Hello, in my game, I have a round earth which is basically just a textured sphere on which the player can walk about with a system of sphere gravity. Everything works fine when the sphere has a diameter of 100, but when upped to 1,000, the player's feet sink at some parts of the sphere and float at other parts, even though I'd expect the sphere collide should be the same for every part of the sphere. I can alter the sphere's collider so that the player is not floating or sinking in to it, but upon walking some more, things are messed up again, presumably due to the sphere not being an actual sphere.
Answer by Bunny83 · Jan 21, 2018 at 09:43 PM
A sphere mesh consists like any mesh of triangles. So the actual visual surface is never round. However when you use a sphere collider the collision is mathematically based on a true sphere. So obviously when you simulate a sphere surface using flat triangles at some points you are either inside the visual sphere or you are above. Instead of using a SphereCollider you can use a MeshCollider. That way the collision is actually based on the mesh. Though mesh colliders have more overhead than a sphere collider.
If you need a better resolution for the mesh you have to create a sphere mesh that has more triangles. Games which simulate the surface of a really large planet usually create and update the mesh procedurally and using some LOD system as you move along the surface. However it's not quite clear what you want to achieve.
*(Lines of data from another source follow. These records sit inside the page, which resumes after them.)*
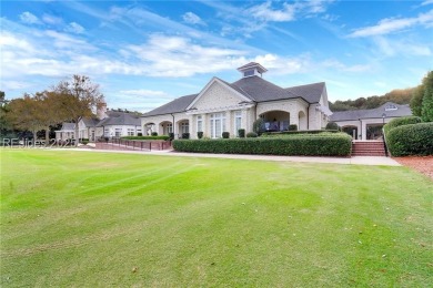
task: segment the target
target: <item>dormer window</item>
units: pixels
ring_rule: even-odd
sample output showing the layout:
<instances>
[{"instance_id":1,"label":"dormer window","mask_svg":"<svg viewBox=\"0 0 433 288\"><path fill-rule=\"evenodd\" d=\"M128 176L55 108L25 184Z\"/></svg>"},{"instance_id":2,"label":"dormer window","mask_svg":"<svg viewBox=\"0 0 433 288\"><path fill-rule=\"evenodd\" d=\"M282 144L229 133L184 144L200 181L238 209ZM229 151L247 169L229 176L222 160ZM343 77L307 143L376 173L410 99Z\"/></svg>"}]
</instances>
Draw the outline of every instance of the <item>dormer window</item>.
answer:
<instances>
[{"instance_id":1,"label":"dormer window","mask_svg":"<svg viewBox=\"0 0 433 288\"><path fill-rule=\"evenodd\" d=\"M395 106L394 104L387 104L385 106L385 111L394 111L394 110L397 110L397 106Z\"/></svg>"},{"instance_id":2,"label":"dormer window","mask_svg":"<svg viewBox=\"0 0 433 288\"><path fill-rule=\"evenodd\" d=\"M268 70L259 63L250 62L243 66L238 68L238 71L241 72L244 78L249 78L254 75L262 76L262 74Z\"/></svg>"},{"instance_id":3,"label":"dormer window","mask_svg":"<svg viewBox=\"0 0 433 288\"><path fill-rule=\"evenodd\" d=\"M249 70L249 71L243 72L244 78L252 76L252 75L254 75L254 70Z\"/></svg>"}]
</instances>

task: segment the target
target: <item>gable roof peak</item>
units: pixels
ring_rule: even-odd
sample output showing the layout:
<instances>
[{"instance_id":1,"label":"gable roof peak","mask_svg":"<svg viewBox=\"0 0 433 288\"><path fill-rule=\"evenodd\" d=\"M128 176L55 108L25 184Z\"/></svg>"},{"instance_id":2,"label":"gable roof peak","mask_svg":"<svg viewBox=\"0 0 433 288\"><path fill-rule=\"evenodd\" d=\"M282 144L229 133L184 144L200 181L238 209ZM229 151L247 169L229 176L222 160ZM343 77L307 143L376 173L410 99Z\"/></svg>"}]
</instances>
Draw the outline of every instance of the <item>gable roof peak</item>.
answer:
<instances>
[{"instance_id":1,"label":"gable roof peak","mask_svg":"<svg viewBox=\"0 0 433 288\"><path fill-rule=\"evenodd\" d=\"M268 71L264 66L256 62L250 62L248 64L244 64L240 68L238 68L238 71L243 74L243 76L253 76L253 75L262 75Z\"/></svg>"}]
</instances>

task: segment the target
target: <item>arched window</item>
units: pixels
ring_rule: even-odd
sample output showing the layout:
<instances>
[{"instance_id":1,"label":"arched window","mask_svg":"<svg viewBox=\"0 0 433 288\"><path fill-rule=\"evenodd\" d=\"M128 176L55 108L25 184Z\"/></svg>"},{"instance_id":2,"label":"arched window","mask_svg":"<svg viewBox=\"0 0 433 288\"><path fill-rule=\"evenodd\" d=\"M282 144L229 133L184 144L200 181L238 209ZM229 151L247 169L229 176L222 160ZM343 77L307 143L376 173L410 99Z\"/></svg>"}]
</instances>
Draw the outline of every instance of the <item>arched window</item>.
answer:
<instances>
[{"instance_id":1,"label":"arched window","mask_svg":"<svg viewBox=\"0 0 433 288\"><path fill-rule=\"evenodd\" d=\"M394 104L387 104L385 106L385 111L394 111L394 110L397 110L397 107Z\"/></svg>"}]
</instances>

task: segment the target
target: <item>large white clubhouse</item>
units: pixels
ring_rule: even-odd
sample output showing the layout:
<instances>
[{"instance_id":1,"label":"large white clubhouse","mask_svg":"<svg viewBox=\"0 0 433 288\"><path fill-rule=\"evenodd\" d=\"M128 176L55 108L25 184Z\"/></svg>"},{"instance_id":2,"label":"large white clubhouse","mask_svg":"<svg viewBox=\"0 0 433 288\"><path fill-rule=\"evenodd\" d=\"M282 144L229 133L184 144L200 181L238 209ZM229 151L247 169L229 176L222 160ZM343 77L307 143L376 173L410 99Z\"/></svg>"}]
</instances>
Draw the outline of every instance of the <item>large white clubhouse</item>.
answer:
<instances>
[{"instance_id":1,"label":"large white clubhouse","mask_svg":"<svg viewBox=\"0 0 433 288\"><path fill-rule=\"evenodd\" d=\"M269 131L321 130L326 126L329 110L324 82L280 88L262 78L268 70L251 62L238 69L242 78L228 83L219 78L211 81L198 94L187 95L157 107L141 117L143 134L173 133L191 138L203 132L204 137L218 138L223 132L236 137L238 131L253 130L259 117Z\"/></svg>"}]
</instances>

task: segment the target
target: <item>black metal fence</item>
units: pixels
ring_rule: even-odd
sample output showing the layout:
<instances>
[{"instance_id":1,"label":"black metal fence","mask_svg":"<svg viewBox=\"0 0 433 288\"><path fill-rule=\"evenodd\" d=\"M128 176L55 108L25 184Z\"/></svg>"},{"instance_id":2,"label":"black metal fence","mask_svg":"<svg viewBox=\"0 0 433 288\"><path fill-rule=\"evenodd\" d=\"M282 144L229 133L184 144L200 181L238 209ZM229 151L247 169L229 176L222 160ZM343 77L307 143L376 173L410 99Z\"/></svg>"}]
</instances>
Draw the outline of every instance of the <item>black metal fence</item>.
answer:
<instances>
[{"instance_id":1,"label":"black metal fence","mask_svg":"<svg viewBox=\"0 0 433 288\"><path fill-rule=\"evenodd\" d=\"M111 144L113 147L124 147L140 151L152 150L168 150L171 147L171 141L141 141L141 140L124 140L124 138L109 138L107 144Z\"/></svg>"}]
</instances>

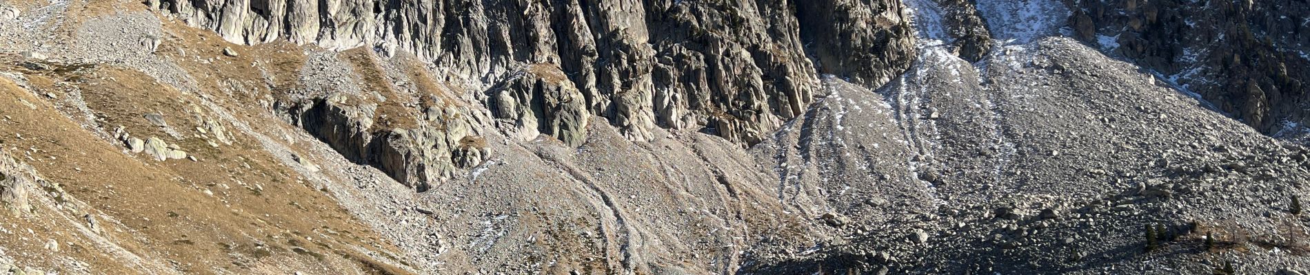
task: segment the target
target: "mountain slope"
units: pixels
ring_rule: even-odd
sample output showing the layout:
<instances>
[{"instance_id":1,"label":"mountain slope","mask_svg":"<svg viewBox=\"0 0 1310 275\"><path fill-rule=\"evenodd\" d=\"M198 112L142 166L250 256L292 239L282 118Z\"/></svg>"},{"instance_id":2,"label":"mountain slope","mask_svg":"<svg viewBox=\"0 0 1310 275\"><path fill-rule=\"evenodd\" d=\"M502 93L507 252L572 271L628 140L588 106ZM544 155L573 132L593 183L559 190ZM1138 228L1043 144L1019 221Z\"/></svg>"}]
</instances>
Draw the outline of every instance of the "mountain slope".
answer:
<instances>
[{"instance_id":1,"label":"mountain slope","mask_svg":"<svg viewBox=\"0 0 1310 275\"><path fill-rule=\"evenodd\" d=\"M1166 4L0 0L0 272L1306 267Z\"/></svg>"}]
</instances>

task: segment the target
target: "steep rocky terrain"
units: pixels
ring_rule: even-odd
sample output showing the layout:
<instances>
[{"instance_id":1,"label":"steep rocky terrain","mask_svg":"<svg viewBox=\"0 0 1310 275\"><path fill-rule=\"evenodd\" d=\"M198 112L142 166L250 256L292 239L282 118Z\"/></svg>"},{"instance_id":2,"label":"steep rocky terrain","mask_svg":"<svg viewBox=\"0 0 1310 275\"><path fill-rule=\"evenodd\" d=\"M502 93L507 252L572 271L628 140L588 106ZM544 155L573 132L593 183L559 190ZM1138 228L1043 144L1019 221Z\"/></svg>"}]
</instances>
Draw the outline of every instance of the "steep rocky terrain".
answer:
<instances>
[{"instance_id":1,"label":"steep rocky terrain","mask_svg":"<svg viewBox=\"0 0 1310 275\"><path fill-rule=\"evenodd\" d=\"M0 0L0 274L1303 274L1306 14Z\"/></svg>"}]
</instances>

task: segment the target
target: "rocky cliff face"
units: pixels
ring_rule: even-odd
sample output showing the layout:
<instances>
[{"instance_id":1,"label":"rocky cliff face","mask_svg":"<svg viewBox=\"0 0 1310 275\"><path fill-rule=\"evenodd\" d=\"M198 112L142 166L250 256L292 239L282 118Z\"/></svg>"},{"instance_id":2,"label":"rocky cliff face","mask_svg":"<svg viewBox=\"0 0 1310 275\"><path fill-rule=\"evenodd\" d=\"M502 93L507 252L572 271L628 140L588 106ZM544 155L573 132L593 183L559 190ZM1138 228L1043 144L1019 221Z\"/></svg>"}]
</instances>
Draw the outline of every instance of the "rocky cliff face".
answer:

How does one create a sphere mesh with more triangles?
Use Blender (free), create a primitive sphere shape and subdivide/smooth it to a level that is suitable, then output to OBJ of FBX (I prefer OBJ) and drop into Unity.
When dealing with geographical features, especially large ones, things can get very difficult. I'd encourage you to try to limit how deeply you want to simulate a real planets appearance and behaviour unless you have A LOT of free time :P
I just did not want the curve caused by the planet being sphere to be visible.